23 octobre 2020 à 17h00 Par Julia Maz-Loumides
Un semi-rigide Sea Shepherd et un bateau de pêche se sont croisés en mer.
Crédit photo : Archives

Le comité départemental des pêches du Finistère a reproché à l’ONG Sea Shepherd d’agir de manière dangereuse pour les marins. Cette accusation survient après une brève action de l’association envers des pêcheurs.

Les faits se seraient déroulés jeudi 22 octobre au matin. À bord d’un bateau semi-rigide, des militants auraient délibérément aveuglé, à l’aide de leur projecteur, un petit navire de pêche, empêchant le capitaine de naviguer. Par la suite, ils auraient continué leur route en passant entre le bateau et ses filets. "Une action inacceptable et dangereuse pour tout le monde", clame le comité départemental des pêches du Finistère.

"Une guérilla"

Ce vendredi 23 octobre, le comité national s’est joint à l’accusation en indiquant que "ce qui était censé constituer une lutte pour la préservation des océans et de la biodiversité s’apparente désormais à une guérilla". Pour les pêcheurs, la campagne de communication de l’association ainsi que ses pratiques sur les réseaux sociaux "frôlent la désinformation". Elle utiliserait "un animal totem (le dauphin, ndlr) qui – contrairement à ses affirmations – n’est pas en danger".

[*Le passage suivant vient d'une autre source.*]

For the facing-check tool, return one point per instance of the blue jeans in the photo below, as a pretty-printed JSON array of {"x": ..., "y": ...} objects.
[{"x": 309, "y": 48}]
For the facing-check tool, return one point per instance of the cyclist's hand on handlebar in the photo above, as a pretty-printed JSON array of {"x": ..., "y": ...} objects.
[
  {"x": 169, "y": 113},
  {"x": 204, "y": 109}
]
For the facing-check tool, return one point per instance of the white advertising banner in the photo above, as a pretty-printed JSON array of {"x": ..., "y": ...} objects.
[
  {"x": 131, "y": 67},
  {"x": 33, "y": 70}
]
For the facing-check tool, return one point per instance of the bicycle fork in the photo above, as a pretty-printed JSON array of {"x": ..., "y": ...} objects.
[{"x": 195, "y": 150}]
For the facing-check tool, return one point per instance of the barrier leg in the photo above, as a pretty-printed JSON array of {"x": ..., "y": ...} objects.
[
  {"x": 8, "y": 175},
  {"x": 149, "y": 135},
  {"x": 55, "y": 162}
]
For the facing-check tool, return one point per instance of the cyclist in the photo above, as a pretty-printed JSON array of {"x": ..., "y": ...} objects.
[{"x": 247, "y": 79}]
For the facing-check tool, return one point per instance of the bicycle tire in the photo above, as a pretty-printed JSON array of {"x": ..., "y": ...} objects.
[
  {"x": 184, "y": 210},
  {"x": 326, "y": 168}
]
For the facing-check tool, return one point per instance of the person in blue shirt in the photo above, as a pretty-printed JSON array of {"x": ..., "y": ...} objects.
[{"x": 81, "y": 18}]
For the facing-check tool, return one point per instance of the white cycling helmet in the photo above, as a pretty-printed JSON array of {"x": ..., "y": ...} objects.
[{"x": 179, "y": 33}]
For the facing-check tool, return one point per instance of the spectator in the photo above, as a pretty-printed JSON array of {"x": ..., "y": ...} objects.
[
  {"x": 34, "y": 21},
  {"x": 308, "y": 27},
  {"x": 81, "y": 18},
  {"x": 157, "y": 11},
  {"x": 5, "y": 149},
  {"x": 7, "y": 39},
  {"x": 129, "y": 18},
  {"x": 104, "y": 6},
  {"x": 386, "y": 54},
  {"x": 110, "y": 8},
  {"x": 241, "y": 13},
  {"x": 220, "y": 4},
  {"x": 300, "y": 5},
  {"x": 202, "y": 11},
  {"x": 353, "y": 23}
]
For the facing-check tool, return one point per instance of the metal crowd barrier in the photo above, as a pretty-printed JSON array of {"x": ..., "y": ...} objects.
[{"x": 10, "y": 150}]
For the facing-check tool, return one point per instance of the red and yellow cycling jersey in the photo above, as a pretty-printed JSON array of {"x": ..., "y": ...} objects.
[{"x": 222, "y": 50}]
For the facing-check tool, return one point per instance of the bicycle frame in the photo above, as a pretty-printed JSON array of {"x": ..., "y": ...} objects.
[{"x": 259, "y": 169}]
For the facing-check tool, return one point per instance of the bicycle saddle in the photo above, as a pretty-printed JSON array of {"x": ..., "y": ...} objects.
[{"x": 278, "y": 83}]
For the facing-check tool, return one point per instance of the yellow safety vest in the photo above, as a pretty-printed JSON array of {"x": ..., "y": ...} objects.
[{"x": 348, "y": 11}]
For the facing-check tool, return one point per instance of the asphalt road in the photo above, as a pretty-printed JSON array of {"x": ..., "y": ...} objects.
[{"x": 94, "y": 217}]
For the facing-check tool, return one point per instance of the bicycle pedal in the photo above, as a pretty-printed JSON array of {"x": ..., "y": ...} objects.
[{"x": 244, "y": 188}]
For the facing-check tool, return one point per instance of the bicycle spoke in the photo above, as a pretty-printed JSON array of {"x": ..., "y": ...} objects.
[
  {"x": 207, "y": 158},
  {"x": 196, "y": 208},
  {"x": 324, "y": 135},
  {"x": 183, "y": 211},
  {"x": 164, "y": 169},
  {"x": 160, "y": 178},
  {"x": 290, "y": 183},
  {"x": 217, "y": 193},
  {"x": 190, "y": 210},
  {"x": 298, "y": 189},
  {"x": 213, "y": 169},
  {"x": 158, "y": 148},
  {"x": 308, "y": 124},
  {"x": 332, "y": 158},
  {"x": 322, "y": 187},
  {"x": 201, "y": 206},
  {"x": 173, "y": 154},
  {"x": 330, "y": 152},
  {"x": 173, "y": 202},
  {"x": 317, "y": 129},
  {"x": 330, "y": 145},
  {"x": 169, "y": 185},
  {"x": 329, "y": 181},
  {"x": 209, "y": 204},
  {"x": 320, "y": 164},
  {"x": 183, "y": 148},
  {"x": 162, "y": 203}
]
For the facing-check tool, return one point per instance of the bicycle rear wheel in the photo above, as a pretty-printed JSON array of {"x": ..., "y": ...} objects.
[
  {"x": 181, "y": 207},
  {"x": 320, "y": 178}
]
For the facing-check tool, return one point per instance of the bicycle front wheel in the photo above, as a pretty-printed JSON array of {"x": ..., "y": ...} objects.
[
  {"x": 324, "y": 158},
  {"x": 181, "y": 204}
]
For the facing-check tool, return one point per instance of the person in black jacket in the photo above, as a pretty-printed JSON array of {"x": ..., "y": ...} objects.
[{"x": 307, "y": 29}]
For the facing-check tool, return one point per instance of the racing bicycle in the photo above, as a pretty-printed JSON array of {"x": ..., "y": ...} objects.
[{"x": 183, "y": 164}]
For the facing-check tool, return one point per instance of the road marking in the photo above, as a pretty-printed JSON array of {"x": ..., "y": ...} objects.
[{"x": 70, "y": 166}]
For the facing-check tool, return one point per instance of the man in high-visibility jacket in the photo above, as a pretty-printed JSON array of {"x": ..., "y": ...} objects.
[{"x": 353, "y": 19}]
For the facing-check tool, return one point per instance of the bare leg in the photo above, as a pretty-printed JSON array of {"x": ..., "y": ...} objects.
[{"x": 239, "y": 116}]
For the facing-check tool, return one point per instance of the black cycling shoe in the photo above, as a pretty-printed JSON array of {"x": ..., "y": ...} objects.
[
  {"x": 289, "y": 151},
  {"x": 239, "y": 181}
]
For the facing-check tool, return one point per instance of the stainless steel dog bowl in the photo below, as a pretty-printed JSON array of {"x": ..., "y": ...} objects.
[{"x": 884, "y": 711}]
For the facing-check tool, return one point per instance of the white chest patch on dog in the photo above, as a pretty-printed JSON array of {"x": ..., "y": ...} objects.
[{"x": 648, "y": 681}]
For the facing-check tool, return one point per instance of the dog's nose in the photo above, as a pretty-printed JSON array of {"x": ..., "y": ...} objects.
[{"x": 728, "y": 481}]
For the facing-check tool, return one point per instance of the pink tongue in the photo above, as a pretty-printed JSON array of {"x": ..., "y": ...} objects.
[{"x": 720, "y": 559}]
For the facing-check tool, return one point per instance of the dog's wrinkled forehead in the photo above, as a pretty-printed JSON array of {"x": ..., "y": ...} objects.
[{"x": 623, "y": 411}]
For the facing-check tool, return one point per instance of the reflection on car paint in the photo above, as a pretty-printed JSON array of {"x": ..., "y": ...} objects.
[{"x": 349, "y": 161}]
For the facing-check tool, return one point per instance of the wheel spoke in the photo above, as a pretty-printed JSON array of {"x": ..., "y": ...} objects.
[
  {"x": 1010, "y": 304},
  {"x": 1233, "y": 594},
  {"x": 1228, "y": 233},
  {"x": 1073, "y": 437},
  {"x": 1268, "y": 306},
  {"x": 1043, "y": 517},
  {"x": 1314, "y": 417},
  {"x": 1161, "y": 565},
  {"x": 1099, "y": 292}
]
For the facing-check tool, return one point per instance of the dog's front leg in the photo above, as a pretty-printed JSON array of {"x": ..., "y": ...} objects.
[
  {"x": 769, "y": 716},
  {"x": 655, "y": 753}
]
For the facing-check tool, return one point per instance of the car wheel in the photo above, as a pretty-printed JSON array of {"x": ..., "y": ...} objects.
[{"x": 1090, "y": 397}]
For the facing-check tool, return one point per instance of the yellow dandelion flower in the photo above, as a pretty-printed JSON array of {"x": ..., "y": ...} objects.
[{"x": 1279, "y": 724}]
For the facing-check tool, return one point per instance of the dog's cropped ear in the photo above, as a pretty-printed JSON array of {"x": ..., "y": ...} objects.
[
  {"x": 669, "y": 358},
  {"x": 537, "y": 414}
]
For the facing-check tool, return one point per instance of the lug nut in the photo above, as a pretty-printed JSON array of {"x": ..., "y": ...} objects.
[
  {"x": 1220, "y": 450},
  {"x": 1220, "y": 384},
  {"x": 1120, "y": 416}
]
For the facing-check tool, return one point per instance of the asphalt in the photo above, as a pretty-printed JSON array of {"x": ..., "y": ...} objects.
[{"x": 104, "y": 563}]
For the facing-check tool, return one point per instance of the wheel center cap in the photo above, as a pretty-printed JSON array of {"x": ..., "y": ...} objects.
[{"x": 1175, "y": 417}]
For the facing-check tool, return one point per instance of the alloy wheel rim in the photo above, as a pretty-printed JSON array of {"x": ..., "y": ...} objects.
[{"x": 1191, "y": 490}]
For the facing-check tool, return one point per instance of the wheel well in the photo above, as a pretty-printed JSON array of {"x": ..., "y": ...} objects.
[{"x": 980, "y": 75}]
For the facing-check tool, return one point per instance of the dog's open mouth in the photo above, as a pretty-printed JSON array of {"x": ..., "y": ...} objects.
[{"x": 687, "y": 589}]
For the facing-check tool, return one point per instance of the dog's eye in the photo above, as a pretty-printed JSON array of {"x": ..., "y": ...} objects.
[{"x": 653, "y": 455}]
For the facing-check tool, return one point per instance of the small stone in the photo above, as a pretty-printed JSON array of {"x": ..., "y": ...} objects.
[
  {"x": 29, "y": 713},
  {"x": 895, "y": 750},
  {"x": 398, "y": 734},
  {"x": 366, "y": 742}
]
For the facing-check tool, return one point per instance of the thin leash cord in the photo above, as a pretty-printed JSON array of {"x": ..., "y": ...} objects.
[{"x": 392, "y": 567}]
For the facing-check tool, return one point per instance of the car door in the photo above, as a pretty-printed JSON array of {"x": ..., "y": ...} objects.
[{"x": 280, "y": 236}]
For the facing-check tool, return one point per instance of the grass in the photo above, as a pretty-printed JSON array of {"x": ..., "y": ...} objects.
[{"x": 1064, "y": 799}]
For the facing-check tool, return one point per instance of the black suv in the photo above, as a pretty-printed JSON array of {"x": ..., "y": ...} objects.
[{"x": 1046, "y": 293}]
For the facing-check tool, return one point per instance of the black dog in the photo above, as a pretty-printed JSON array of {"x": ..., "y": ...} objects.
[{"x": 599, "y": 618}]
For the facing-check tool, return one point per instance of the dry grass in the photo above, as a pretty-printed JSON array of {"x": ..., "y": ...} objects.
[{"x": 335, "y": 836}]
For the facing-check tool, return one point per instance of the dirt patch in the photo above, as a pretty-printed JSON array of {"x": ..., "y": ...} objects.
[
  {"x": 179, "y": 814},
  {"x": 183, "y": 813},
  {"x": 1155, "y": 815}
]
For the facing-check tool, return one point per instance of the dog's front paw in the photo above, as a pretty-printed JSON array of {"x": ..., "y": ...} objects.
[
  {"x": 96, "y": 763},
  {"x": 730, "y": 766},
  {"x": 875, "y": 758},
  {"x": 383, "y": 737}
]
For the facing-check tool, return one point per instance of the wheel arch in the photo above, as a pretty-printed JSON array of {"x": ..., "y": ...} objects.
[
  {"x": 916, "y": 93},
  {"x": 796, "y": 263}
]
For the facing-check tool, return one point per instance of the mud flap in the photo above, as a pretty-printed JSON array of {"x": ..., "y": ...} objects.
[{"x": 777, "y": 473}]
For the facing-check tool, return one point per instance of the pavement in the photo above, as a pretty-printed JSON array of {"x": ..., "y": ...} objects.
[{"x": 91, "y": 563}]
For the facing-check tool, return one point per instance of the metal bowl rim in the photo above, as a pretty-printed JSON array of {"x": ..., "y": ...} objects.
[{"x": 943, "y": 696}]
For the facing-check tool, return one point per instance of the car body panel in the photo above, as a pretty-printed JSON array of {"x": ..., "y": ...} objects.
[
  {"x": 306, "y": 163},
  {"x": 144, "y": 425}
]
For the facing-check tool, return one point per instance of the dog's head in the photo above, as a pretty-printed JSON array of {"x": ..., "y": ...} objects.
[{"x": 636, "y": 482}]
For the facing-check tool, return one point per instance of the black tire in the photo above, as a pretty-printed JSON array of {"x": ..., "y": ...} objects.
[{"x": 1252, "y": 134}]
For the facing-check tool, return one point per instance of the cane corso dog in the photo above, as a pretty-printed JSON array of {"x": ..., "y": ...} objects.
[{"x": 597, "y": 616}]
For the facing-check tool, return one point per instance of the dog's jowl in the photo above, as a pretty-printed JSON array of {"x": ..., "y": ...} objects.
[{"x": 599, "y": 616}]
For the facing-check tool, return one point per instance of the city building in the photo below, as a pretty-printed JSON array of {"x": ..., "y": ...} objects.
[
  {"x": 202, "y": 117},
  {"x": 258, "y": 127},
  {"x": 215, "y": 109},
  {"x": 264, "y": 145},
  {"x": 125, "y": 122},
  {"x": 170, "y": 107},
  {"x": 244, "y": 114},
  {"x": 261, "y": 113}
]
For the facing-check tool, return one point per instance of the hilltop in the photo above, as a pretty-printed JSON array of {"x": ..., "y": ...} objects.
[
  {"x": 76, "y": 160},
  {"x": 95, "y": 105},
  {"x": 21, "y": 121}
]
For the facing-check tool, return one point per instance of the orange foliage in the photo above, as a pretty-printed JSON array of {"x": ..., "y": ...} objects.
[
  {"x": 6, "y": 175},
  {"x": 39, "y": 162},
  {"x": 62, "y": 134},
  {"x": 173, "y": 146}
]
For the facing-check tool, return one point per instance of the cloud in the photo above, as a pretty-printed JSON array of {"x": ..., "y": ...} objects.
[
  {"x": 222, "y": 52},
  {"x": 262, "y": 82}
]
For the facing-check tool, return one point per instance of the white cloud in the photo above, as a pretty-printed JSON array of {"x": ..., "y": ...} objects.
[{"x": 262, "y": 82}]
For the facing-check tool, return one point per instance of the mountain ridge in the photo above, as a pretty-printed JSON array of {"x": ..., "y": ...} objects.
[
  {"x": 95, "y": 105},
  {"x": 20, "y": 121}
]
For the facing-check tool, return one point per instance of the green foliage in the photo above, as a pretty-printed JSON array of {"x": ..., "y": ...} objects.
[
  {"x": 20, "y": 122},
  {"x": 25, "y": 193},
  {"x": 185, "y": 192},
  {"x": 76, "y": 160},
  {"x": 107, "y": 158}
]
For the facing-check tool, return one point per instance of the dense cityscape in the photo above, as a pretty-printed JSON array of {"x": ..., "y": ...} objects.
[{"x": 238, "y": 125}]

"Nos marins ont le droit d’être sur la zone"

Ce même vendredi 23 octobre, Sea Shepherd de rétorquer que "les dauphins et l’océan dans son ensemble sont en train de faire les frais de nos pratiques de pêche destructrices et le grand public a le droit de savoir ce qui se passe". Concernant l’accusation du comité, l’association indique que leurs équipes respectent la réglementation en vigueur et ne gênent pas les pêcheurs. "La mer est un domaine public qui n’appartient pas aux pêcheurs. Qu’ils le veuillent ou non, dès lors que nous ne gênons pas leurs manœuvres, nos marins ont le droit d’être sur la zone", indique l’ONG. Elle ne compte pas renoncer à "une présence en mer qui joue un rôle indispensable" mais renouvelle sa "volonté de dialoguer dans l’apaisement".